I write first drafts by hand, on lined pads. My favourite place to do that is on a comfy love seat in our bedroom alcove. It looks out towards my flower garden. I plant with pollinators in mind, so in the summer months, I’m distracted by butterflies, bees, and other insects, as well as the birds that swoop over the yard.

What is your favourite movie that was based on a book?

“The Unbearable Lightness of Being,” based on Milan Kundera’s novel of the same name.

Who is your favourite author (s) and why?

My favorite authors change from year to year, but the following have been mainstays throughout my career as a writer: Grace Paley, E.B. White, Virginia Woolf, Toni Morrison, Jim Harrison, James Baldwin, Colum McCann, Ellen Levine, M.T. Anderson, and Gary Snyder.

If you could have a dinner party with any authors from any time in history, who would you choose and why?
I’d love to listen to the stories and witness the inspirational sparks that would fly if Virginia Woolf, Rachel Carson, Toni Morrison, and Grace Paley—four strong, opinionated, brilliant women—shared a meal at our dinner table. And the evening would be even more exciting if my dear departed friend and rabble-rousing fellow writer, Ellen Levine, could join us.

Tell us a random fact about yourself.
I’m a climate activist and an environmentalist. For years, I got up once a month at 5 AM, to test the water quality in the Charles River. I’m now a member of our town’s Bee Committee (we work to protect endangered pollinators). I also write letters to the editor of newspapers on issues related to climate change and our need to reduce CO2 in the atmosphere.

Tell us something interesting about the area where you live.

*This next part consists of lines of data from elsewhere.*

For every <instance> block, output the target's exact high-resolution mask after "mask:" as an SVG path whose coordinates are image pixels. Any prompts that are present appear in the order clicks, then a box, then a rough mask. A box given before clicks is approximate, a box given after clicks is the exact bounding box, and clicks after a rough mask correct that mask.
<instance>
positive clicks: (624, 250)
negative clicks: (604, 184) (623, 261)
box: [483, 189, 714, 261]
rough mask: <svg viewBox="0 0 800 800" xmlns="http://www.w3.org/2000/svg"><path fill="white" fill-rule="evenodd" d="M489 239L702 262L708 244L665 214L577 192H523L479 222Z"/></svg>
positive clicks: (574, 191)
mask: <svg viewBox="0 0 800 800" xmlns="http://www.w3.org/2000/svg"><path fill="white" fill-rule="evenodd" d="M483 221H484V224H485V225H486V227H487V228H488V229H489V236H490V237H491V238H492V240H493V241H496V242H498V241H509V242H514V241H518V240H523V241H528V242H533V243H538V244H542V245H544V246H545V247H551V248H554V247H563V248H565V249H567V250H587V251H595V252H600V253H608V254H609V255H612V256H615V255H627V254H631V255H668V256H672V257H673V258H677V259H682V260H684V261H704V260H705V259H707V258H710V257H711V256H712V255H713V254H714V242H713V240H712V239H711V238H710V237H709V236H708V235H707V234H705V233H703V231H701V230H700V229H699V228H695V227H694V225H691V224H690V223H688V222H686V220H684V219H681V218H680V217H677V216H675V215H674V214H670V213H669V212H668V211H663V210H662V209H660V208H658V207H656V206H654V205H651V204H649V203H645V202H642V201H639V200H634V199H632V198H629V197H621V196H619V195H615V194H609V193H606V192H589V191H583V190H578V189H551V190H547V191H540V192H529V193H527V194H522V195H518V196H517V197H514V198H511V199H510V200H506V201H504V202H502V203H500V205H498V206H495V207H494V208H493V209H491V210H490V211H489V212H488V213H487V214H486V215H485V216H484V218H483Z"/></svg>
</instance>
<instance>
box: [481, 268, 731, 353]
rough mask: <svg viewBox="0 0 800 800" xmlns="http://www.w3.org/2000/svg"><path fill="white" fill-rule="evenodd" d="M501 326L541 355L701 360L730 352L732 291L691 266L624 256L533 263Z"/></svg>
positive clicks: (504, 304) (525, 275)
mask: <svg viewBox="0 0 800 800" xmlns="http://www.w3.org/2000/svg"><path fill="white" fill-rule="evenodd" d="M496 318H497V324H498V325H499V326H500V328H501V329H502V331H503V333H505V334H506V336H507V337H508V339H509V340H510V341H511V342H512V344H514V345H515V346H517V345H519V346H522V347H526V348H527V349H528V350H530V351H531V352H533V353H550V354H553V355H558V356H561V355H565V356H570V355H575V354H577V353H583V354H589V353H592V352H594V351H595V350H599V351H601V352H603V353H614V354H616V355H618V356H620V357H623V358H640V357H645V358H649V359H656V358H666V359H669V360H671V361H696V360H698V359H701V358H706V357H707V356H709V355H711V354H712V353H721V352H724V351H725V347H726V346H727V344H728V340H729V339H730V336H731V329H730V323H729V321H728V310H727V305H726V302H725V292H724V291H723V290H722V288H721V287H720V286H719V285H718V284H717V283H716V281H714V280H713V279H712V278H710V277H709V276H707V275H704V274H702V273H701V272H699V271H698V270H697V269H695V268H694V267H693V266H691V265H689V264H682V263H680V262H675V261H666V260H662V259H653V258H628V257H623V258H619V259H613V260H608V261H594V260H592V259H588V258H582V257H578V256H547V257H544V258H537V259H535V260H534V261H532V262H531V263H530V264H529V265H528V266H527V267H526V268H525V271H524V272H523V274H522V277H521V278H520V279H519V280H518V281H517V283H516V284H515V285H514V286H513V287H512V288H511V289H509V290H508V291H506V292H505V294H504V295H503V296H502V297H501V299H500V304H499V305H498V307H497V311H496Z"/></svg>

Our Massachusetts neighborhood is very diverse, and our town is 30% Armenian. This means we have wonderful local markets with delicious food from the Middle East. Sometimes I’m the only person speaking English in a market where others have lively conversations in Armenian, Arabic, Turkish, or Greek. For the first few years we lived here, the Jewish community broke their Yom Kippur fast at a local Palestinian restaurant. Friends from Iran run the dry cleaner’s a few blocks away, and an Armenian family owns our favorite coffee shop. As recent posters and signs have stated: “This is what community looks like.” We’re lucky!